2. Talk 2-Write: Students write a concise annotation using the Noun Verb Detail structure to teach students to paraphrase without plagiarism.
Here’s a video of a group of 8th graders engaged in this very lesson. You will notice how engaged they are and the critical thinking required to write a concise NVD annotation.
I love this approach because students are actively engaged in learning the content. At the same time, they are developing literacy and language skills. Most of my students enjoy TRTW because it’s a fun way to learn content instead of passively listening to me lecture.
At the end of the day, the students are doing most of the work rather than me. Most of my work was planning and explaining the instructions. As students are working, I meet with groups that need extra support.
Leaf (task planning)
Content-based writing can be highly exacting in terms of how to speak and write about the content.

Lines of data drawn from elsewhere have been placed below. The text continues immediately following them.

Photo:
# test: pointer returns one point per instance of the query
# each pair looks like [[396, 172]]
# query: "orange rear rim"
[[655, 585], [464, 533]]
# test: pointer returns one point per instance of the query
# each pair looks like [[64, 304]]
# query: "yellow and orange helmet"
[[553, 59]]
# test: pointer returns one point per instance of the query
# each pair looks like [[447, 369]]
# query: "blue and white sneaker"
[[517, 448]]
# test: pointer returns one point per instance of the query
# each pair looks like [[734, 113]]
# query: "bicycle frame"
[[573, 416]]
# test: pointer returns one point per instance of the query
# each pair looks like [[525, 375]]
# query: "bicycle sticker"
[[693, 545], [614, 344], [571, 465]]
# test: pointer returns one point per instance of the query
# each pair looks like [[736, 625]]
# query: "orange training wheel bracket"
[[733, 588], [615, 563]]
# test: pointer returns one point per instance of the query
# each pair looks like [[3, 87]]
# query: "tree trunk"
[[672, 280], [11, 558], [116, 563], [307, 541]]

For this reason it requires higher levels of scaffolding. To do that, I call on Zwiers’ framework for features of academic language (2014):
• Word level: What are the content-specific and Tier 2 words students need to write about?
• Sentence level: How is a sentence structured?
• Discourse level: What is the sequencing of the ideas?
This framework helps me consider the words the students have to use, how to use them in a sentence, and the sequencing of the ideas. I attend to the language features of the language by using Zwiers’ model. Here’s how it looks when I scaffold the instructions for the historical non-fiction diaries:
- The word-level scaffold reminds students to identify significant names, locations, and events as I am looking for specific historical details.
- To scaffold the sentence level, I tell students they must use the past tense when describing an event, present tense when describing the person’s feelings and thoughts, and the future tense to link to the next diary.
- I scaffold the sequencing of the ideas in a diary entry by telling students the ideas that need to go in the beginning, middle, and end.
Conclusion: It’s all about Intentionality
Yes, this article was intense! First and foremost you need to remember is that teaching language learners requires steadfast intentionality.
My greatest intention is to be clear. Like Brené Brown said, “Clear is kind.” Clarity is essential for language learners, and research suggests that clarity is one of the most impactful drivers of student achievement (Hattie, 2012) for all of our learners.
When our instructions are comprehensible, students know what to do. When students know what to do, they are more likely to achieve at the highest levels.
As we plan and teach lessons, everything we do has a purpose, and the purpose is always anchored to the assessment. Assessments are determined by the learning objectives, which are anchored in the standards.
I recommend that the next time you plan a new unit, pull this article out and let it guide you through each aspect of your planning. If you are a coach or new-teacher mentor, share it with your colleague and think through the steps with them.
I sure wish I’d had a mentor teacher who walked me through my first units the year I started teaching. I hope this article provides some of that guidance so that you (or your mentees) can become part of the forest instead of being lost in it.
Which aspect of this framework is already a strength in your practice?
References
Krashen, S. (1981). Second Language Acquisition and Second Language Learning. Oxford Press.
Hattie, J. (2012). Visible learning for teachers: Maximizing impact on learning. Routledge.
Motley, N. (2016). Talk, read, talk, write (2nd edition). Canter Press.
Swan, K., Lee, J., & Grant, S. G. (2018). Inquiry design model: Building inquiries in Social Studies. National Council for the Social Studies and C3 Teachers.
Tomlinson, C. A. (2017). How to differentiate instruction in academically diverse classrooms (3rd edition). Association for Supervision and Curriculum Development.
Wiggins, G. P., & McTighe, J. (2005). Understanding by Design (2nd ed.). Association for Supervision and Curriculum Development.
Zwiers, J. (2014). Building academic language: Meeting Common Core Standards across disciplines, Grades 5-12 (2nd edition). Jossey-Bass.